The old adage that Christmas brings ‘goodwill to all men’ may chime more than jingle bells with UK retailers as new research reveals television advertising has been voted by UK consumers as the most persuasive medium for encouraging greater brand love and loyalty, above channels including social media, radio, newspapers and Google ads.

With the ‘battle of the brands’ Christmas TV adverts launching within weeks, John Lewis’ reported £10 million investment in this year’s partnership with Elton John could prove a sound investment for the beleaguered retailer.

The Truth Report 2018: The Trouble with Real People conducted by strategic advertising agency FKC surveyed over 2,000 consumers on their response to brand loyalty. It found that that terrestrial and broadband TV is key to helping retailers boost consumer loyalty, with over half (50.4 per cent) of all shoppers voting it as the platform they are most likely to respond positively to, followed by on pack messaging (46 per cent), Facebook (43 per cent) and YouTube (43 per cent) .

In the era of fake news, TV was also found to be the most trustworthy platform to receive brand messages, receiving double the amount of votes than any other channel, with one in five consumers (22 per cent) voting it the most credible platform, followed by in-store messaging (11 per cent) and Facebook (10 per cent).

The research also found that despite conventional wisdom, multi-channel or device use whilst viewing and using preferred platforms doesn’t impact on the consumer experience. Almost a third (29 per cent) of consumers said their experience of a preferred platform was enhanced when using another device, with 44 per cent saying it stayed the same and only 27 per cent saying it was reduced.

The research, which spanned 18 major sectors including food & drink, mother & baby, fashion, automotive, beauty, and travel, saw travel brands (including airlines, hotels, tour operators and holiday destinations) suffer most in the ‘lack of brand loyalty list’, with an average 40 per cent of consumers saying they struggle to remain committed to specific brands in the sector. This was closely followed by department stores – a fact played out in the recent problems experience by House of Fraser, John Lewis & Debenhams – with 33 per cent of consumers saying they find it difficult to remain committed, citing infrequent or irrelevant brand communication as the reason.

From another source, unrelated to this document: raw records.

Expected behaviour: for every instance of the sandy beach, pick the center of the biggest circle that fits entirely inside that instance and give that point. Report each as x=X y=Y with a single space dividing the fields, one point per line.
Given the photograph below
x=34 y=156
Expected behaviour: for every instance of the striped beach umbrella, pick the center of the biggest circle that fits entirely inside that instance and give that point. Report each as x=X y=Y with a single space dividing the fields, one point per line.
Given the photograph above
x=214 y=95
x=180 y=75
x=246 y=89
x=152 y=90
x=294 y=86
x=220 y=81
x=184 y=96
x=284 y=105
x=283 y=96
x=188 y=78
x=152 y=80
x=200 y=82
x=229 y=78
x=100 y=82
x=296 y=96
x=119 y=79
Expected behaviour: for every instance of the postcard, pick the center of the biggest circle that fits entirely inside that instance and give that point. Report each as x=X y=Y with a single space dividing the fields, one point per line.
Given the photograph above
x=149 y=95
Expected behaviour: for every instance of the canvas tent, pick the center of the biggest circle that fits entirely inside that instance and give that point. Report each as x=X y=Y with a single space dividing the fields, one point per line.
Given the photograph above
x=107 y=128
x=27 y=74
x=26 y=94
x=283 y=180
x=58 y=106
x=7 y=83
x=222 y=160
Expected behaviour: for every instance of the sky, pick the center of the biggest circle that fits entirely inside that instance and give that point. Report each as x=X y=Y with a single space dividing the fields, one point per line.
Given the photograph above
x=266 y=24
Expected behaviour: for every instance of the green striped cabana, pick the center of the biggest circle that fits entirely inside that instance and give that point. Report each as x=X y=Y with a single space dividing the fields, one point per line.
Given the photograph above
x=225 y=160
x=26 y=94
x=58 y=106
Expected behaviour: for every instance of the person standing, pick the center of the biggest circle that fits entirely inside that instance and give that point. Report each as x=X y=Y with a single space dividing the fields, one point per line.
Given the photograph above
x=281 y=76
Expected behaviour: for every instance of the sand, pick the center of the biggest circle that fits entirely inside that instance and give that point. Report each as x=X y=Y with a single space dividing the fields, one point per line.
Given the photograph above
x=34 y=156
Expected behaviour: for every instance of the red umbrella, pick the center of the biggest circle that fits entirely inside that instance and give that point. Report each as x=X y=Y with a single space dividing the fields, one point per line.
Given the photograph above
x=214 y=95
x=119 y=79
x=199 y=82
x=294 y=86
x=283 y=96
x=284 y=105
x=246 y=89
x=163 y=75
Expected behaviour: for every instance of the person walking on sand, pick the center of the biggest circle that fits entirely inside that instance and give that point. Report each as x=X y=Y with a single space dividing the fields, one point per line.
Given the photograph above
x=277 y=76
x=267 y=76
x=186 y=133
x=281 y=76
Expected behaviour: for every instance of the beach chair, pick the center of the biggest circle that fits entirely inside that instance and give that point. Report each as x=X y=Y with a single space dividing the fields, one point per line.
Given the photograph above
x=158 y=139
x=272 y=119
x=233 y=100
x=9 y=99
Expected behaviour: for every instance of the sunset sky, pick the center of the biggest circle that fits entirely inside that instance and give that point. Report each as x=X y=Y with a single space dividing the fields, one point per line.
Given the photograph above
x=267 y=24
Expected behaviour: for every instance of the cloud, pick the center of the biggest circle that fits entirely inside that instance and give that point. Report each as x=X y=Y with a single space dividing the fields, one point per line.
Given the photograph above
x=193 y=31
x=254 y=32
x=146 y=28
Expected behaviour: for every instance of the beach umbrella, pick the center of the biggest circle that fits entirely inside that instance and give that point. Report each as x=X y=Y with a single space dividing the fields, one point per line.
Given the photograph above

When asked to name a favourite brand, Amazon topped the league – but with just 5.5% of consumer votes. Debenhams received just one per cent of the vote, with John Lewis rounding out the Top 20 brands with just under one per cent.

Stephen Fox, Chairman at FKC commented: “Our research has shown that the heady, halcyon days of unquestioning consumer loyalty are long gone. The sea of consumer choice has diluted customer commitment to brands – even to companies like Amazon.

“The research validates that we find it easier to be loyal to brands that we either use or connect with every day, so the big challenge is how can retailers increase loyalty when they are not always on our minds.”

FKC’s top three tips for promoting greater brand engagement as determined by the research finding are:

  1. Keep brand messages consistent to your demographic and simple – a massive 74 per cent of consumers say they are confused by inconsistent messaging
  2. Emotions need to be tapped at the beginning and right at the end of the buying journey for longer term purchases (with logic playing a greater role in the middle of the journey) – for impulse purchases emotions are best leveraged at the choice stage
  3. People are most responsive to brand messaging when they are most relaxed – for the majority of consumers (66 per cent) this is either after work or just before bedtime – brand should use this within the scheduling of their communication.